REPUBLIKA.CO.ID, JAKARTA -- Pakar hukum tata negara Margarito menolak Perppu No 1/2013 yang dikeluarkan Presiden Susilo Bambang Yudhoyono (SBY). "Penerbitan perppu ini tidak dibutuhkan," ujar Margarito di Jakarta, Sabtu (19/10).
Ia berpendapat, kehadiran perppu tersebut telah kehilangan momentum dan pijakan sosiologisnya sebagai produk hukum yang lahir saat kondisi genting dan memaksa.
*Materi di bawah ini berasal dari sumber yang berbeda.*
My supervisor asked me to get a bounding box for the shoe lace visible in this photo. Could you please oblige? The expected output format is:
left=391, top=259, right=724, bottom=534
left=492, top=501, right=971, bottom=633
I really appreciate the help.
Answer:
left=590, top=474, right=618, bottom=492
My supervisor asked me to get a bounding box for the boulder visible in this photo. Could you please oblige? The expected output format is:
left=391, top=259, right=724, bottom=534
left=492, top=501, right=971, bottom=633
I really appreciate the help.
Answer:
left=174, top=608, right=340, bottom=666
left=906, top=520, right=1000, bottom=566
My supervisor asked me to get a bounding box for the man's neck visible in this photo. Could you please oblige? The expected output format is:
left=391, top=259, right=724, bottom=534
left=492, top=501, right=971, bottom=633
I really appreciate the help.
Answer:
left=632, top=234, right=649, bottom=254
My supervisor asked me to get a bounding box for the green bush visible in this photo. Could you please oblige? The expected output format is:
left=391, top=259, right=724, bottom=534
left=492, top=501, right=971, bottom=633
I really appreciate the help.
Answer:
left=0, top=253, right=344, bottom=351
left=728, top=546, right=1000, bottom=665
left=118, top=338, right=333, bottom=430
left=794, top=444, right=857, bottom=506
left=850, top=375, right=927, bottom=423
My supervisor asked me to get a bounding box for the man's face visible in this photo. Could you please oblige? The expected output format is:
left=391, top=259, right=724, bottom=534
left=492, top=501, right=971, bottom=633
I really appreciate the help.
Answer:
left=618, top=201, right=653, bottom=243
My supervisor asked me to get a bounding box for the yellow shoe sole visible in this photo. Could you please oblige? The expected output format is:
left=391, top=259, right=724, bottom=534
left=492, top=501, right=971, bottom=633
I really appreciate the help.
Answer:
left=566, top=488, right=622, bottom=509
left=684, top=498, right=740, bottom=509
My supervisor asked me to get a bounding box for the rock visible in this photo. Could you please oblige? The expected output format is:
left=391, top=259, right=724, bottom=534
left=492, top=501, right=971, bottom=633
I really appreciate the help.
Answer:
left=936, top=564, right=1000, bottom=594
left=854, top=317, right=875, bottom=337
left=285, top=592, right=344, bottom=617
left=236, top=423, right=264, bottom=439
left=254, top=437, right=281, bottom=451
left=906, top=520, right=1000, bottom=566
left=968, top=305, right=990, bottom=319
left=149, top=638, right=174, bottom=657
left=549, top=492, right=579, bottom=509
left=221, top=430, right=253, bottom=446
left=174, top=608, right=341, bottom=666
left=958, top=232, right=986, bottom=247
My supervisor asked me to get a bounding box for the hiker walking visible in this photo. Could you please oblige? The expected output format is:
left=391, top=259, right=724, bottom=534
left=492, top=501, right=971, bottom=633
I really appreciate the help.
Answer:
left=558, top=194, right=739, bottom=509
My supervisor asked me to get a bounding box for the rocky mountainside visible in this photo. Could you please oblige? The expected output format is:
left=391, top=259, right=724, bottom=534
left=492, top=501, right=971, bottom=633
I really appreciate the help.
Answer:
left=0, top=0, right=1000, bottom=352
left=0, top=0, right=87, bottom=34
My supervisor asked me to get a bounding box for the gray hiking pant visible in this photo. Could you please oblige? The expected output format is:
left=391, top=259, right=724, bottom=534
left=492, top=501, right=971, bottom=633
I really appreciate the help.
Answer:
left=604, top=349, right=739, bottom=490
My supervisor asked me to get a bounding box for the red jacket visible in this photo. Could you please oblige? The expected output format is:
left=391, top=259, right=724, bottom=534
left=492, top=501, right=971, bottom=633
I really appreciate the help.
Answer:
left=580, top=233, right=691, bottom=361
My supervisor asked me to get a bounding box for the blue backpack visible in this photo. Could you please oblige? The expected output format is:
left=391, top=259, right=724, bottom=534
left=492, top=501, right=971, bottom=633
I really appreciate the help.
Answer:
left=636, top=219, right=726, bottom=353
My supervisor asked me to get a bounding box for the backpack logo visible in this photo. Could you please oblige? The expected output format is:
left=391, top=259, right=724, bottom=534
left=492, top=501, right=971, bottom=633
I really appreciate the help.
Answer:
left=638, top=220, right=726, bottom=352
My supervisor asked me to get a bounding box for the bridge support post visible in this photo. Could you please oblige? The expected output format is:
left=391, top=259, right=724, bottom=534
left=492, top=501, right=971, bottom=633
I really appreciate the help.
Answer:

Apalagi, Mahkamah Konstitusi (MK) sampai hari ini ternyata masih berfungsi dengan baik.
"Menurut saya, kondisi baru disebut genting dan memaksa bila orang-orang yang telah mendaftarkan perkaranya ke MK (sebelum penangkapan Akil), tidak mau lagi ikut sidang karena sudah tidak percaya pada hakim-hakim di sana," kata Margarito.
Tapi kenyataannya, tambah dia, mereka yang mengajukan permohonan perkara ke lembaga peradilan tersebut tetap mengkuti persidangan. Bahkan, sejak ditangkapnya Akil Mochtar pada 3 Oktober lalu hingga hari ini, MK telah memutus sebanyak tujuh perkara.
"Ini artinya publik masih percaya pada MK. Mereka jalani sidang. Lalu begitu keluar putusannya, mereka diam," imbunya.
Diakuinya, regulasi yang dapat mendorong perubahan di tubuh MK memang dibutuhkan. Terutama aturan soal pengawasan terhadap kinerja hakim konstitusi. Namun, hal ini sebaiknya diatur dalam bentuk revisi UU MK, bukan perppu.